Since at least 2009, I tried without success to get some support for this idea, most properly formulated in Coup Europa (2011, revised 2016, in Dutch; will translate it on request). Capital (including the financial sector) is the dominant force in the EU, greatly “influencing” the policies of the EU commissariat and assembled head of states, in this and other ways also directing the policies of the individual states. As part of the global capital, its interests do not parallel those of the citizens of the EU, they are global and universalist and most of the time in opposition to those interests. However almost everybody criticizing the EU thinks “parliamentary”: the institutions of the nation states are thought to work properly and only the EU has to change its ways or will have to come to an end. This is a total miscalculation. Most, if not all institutions will have to change on the national level too in major ways.

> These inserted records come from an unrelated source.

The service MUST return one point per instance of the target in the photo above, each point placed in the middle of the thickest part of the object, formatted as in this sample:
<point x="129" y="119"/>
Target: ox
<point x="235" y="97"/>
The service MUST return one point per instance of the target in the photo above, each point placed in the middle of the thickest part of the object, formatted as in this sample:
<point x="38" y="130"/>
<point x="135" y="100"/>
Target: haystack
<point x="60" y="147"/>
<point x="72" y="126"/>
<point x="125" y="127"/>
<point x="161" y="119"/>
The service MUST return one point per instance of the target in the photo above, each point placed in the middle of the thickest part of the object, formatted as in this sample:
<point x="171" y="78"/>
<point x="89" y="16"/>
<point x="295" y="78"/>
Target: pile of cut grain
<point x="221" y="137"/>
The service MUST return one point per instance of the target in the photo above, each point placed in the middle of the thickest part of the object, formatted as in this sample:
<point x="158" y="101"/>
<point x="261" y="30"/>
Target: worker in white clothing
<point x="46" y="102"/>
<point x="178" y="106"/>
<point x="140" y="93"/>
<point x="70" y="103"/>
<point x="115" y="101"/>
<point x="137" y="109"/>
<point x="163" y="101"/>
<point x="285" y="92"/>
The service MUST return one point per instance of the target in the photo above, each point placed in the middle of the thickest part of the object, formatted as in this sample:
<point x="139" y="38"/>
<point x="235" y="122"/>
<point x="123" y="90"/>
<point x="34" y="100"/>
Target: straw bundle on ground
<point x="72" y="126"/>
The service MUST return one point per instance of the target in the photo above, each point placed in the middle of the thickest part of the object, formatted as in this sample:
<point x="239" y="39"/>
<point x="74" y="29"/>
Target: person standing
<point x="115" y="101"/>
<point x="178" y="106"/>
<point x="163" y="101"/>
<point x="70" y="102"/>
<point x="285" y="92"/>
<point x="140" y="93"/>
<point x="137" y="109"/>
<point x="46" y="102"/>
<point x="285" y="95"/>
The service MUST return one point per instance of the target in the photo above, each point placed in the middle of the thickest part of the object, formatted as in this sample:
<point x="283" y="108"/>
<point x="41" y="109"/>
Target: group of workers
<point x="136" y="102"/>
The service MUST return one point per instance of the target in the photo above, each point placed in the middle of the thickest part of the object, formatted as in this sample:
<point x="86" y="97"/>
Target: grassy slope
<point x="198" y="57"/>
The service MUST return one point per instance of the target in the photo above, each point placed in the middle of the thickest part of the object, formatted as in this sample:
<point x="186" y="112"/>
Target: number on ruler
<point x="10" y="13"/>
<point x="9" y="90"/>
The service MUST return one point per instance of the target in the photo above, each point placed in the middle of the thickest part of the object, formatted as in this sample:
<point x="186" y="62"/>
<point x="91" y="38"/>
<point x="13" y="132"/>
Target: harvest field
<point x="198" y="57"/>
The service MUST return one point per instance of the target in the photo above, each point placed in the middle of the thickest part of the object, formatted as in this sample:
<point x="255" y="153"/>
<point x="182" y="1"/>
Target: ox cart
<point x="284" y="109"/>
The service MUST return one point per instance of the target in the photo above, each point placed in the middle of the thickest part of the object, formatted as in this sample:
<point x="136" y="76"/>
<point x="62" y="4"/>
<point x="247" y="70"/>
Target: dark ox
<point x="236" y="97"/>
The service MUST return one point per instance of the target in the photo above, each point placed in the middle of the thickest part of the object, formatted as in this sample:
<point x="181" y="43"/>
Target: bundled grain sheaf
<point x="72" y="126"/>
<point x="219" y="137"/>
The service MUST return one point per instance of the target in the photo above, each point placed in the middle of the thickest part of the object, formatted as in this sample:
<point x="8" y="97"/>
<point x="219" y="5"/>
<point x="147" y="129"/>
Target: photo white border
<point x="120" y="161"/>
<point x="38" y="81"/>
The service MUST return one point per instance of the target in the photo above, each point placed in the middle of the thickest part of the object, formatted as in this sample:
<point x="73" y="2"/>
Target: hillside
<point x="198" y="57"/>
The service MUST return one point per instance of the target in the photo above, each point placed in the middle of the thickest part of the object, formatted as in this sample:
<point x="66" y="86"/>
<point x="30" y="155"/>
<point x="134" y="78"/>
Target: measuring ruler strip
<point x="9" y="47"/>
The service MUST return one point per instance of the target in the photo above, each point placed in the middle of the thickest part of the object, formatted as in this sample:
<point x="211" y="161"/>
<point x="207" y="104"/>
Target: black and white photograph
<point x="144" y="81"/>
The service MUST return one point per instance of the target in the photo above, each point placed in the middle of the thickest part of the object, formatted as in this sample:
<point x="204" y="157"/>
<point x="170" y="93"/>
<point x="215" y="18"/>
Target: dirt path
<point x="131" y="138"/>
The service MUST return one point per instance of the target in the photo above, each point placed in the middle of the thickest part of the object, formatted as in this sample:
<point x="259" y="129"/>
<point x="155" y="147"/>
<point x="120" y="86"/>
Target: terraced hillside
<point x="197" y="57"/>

To democratize a (new) European government and at the same time have a progressive agenda is even more problematic when “progressive” is meant to be the present day program of what is called and calls itself the left. This agenda turns out to be postmodern universalist, servicing identity-politics, large-scale “migration” and climate-hysteria, sharply contrasting with what once was really progressive, left and progressive: defending and advancing the interests of the working class and their allies.
In other words it probably will turn out that a truly democratic Europe will not be progressive this modern way. The most successful political movements against the EU are the “populist movements”, generally seen as ultra-right or worse by the modern-left, which in turn makes them call them “cultural Marxists”. These movements take the interest of the “normal citizen” — consisting for a large part of the present-day lower middle class which replaced the proletariat — at heart. Unfortunately these movements are nationalist, want to end the EU not by replacing it with a federation but to break it up in nation-states. As well as the modern-left they have no analyses of the global powers that be and no ideas how to confront them. Their national states will be a plaything for capital worse than the EU is now. Apart from the question if a federal Europe can exist as a democratized EU (no chance), it’s hard to believe it can come into existence by democratic means. But it is even harder to believe it could be wrought with “grassroots movements”. If there is any chance on the first, the only way is in close cooperation with mass-movements. Not from a grassroot kind but led by a proper political leadership. Extinction Rebellion is not a massmovement (it looks like DeIM25 wants to connect with them) and neither is BLM. Both are led, but certainly not in a proper way.
A truly European movement is a good idea and absolutely necessary. A movement that doesn’t take the interests of the working classes at heart is bound to fail. It’s support and leadership should be more or less in accord with the strength of the nations. Certainly the leadership of DiEM25 is too peripheral oriented at this moment. Maybe one should study Lenin.